Importantly, revenue from daily fantasy sports is not material to the overall business and will have no impact on the outlook as we discussed today.
We may reenter the space in the future, should conditions change. In the meantime, we remain firmly committed to processing for online and land-based gaming operators, including state lotteries and other regulated gaming activities, where the regulatory and judicial framework are more clearly established.”
Exactly how much revenue Vantiv generates from the DFS industry is unknown, but it did account for a large portion of the $3.7 billion that flowed through DFS operators last year.
What we do know, after Wednesday’s earnings report, is what Vantiv’s financials looked like, overall:
- For the fourth quarter, revenue increased 16% to $852 million as compared to $734 million in the prior year period.
- Net revenue increased 13% to $453 million as compared to $402 million in the prior year period.
- For 2015, revenue increased 23% to $3.16 billion as compared to $2.58 billion in the prior year.
- Also for 2015, net revenue increased 20% to $1.68 billion as compared to $1.4 billion in the prior year.
What’s next for DFS and Vantiv?
It appears that the DFS industry — or at least DraftKings — may not let Vantiv leave without a fight. On Friday, DraftKings counsel David Boies released a statement that said, in part, “Vantiv is under court order to continue to fulfill its contractual obligation to DraftKings.”

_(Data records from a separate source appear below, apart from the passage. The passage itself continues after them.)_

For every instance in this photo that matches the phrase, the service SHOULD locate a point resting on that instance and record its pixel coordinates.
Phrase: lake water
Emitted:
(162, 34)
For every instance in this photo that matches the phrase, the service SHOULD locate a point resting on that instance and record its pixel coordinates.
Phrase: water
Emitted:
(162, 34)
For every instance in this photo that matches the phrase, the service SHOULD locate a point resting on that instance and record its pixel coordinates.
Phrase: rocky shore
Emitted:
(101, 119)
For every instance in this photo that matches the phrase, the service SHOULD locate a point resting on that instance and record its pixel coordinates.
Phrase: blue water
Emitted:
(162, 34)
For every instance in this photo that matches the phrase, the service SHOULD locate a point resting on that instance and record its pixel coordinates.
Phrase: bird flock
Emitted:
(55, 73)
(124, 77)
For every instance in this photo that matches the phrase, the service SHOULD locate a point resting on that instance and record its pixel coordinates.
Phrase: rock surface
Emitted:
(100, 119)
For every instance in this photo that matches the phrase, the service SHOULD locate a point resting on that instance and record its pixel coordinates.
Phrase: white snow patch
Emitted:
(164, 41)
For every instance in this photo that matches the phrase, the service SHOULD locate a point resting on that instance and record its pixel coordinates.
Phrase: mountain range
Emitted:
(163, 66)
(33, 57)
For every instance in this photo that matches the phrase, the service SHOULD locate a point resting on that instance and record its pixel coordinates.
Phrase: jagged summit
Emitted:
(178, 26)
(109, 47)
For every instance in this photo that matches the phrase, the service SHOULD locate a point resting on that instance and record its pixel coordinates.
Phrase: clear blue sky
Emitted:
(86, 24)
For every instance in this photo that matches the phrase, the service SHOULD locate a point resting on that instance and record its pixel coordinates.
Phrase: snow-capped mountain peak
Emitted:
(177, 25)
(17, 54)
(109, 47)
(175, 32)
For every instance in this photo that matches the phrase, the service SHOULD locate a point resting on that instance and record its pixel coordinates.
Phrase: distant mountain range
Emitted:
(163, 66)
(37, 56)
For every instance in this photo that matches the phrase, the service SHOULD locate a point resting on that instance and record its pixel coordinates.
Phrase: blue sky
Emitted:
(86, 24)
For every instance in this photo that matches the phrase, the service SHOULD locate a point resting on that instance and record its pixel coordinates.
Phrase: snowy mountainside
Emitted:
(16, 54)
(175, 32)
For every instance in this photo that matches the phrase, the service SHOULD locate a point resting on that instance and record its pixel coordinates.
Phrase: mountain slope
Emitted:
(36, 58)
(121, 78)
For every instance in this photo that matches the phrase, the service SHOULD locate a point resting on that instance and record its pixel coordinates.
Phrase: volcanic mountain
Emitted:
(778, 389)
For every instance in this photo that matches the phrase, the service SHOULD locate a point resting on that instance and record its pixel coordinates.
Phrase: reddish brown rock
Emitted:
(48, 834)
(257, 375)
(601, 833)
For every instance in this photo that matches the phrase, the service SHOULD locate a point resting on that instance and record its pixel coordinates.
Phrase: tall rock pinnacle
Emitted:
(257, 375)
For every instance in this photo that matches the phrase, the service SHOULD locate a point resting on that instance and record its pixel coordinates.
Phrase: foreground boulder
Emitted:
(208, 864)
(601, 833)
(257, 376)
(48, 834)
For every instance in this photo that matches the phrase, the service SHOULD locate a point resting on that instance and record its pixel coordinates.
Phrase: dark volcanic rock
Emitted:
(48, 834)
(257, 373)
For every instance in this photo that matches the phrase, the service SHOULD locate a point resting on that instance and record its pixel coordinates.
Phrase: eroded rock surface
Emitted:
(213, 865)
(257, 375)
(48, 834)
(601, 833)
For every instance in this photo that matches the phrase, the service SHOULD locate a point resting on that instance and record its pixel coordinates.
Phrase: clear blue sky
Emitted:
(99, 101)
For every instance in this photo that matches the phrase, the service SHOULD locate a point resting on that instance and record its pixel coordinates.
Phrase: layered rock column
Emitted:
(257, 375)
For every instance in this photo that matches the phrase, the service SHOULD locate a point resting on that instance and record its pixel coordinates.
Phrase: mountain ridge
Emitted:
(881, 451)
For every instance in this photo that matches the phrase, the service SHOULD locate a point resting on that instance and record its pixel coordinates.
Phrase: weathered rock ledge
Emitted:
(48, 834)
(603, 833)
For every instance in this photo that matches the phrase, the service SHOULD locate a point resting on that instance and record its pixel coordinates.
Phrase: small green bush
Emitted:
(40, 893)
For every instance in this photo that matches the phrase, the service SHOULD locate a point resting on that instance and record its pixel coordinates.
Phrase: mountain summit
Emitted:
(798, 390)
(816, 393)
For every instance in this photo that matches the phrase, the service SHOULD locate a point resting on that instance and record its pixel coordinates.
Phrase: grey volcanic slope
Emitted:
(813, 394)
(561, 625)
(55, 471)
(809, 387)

Boies’ statement likely refers to a temporary restraining order issued by a Massachusetts court ordering Vantiv to continue to do business in New York. Vantiv had previously told companies that it expected them to stop serving the New York market, after the attorney general there issued cease-and-desist orders to DraftKings and FanDuel.
Since then, Vantiv also filed suit in New York, asking the court to decide whether it was obligated to continue processing payments in New York.
A number of attorneys general have also weighed in on the legality of DFS since the NY AG took action in November — several in recent weeks. That is likely what triggered Vantiv’s action, and may have changed its calculus regarding legal risk in serving DFS operators.